Филипп пытался понять, что влечет ее на тот берег. Уж не сон ли, предшествовавший ее болезни, предположительно явился тому причиной? Пока она болела, он так сильно переживал за нее, что многие месяцы, когда он по ночам проваливался в тяжелое забытье, навязчивый образ Кинрэйда не тревожил его сознание. Но теперь тот давний кошмар вернулся, и он снова с пугающей ясностью видел гарпунщика у своей постели. Ночь за ночью сновидение повторялось – каждый раз с каким-нибудь новым штрихом реальности, как бы становясь все ближе, – пока ему не стало казаться, что судьба, настигающая всех людей, стучится в его дверь.
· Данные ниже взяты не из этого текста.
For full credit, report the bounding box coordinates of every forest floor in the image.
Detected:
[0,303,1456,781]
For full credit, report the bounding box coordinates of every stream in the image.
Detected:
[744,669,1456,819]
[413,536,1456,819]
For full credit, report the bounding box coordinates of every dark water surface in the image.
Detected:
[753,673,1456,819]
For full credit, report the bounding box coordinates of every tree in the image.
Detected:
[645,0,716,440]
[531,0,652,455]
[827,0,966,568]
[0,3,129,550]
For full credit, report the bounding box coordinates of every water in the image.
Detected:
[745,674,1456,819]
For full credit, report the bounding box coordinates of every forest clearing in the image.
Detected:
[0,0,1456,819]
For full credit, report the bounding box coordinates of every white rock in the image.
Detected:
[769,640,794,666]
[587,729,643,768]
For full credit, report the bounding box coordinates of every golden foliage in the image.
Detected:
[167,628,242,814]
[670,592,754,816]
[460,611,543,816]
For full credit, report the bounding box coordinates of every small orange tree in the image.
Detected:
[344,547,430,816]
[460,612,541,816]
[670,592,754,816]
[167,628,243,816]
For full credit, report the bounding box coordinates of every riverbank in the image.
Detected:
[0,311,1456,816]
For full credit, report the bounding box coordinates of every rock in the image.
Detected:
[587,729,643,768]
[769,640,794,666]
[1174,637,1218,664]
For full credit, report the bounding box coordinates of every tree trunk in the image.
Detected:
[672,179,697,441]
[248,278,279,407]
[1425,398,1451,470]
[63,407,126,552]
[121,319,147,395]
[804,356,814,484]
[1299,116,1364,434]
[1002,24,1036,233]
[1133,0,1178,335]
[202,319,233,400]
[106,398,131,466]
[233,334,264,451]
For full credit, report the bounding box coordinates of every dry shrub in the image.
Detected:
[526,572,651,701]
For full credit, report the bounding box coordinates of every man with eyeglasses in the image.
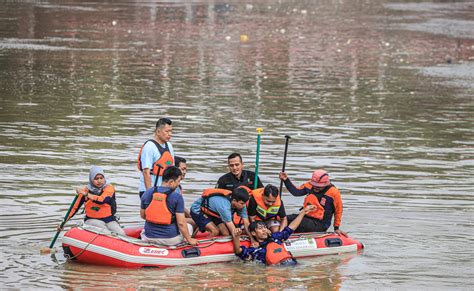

В сфере бизнеса Филипп преуспевал. И за это заслужил всеобщее восхищение. Он обладал упорством, блестящими умственными способностями, великолепно считал, был уравновешен и предусмотрителен. Благодаря этим качествам в большом городе он стал бы крупным торговцем. Без каких-либо усилий со своей стороны он занял положение ведущего компаньона, который выдвигал идеи и находил пути их осуществления, а Кулсон, едва ли сознавая, что находится на вторых ролях, просто исполнял то, что задумывал Филипп. Это было его призвание: он старался в полной мере использовать те возможности, что имелись в его распоряжении, и ни на что другое не претендовал. Он предложил несколько дерзких схем, касавшихся деятельности магазина, и его бывшие работодатели, которые предпочитали проверенные схемы и с подозрением относились ко всему новому, нашли в себе силы признать, что замыслы их преемников приносят успех. «Их приемники». Филиппа вполне устраивало, что у него есть власть, которую он по необходимости может применить, и никогда не подчеркивал, что именно он внес наибольший вклад в новые достижения. Наверно, если б подчеркивал, самолюбие Кулсона было бы задето, и впредь он был бы менее уступчив. Ну а так Кулсон забывал, что в их дуэте он – вторая скрипка, и всегда употреблял величавое «мы», «мы подумали», «у нас возникла мысль» и т. д.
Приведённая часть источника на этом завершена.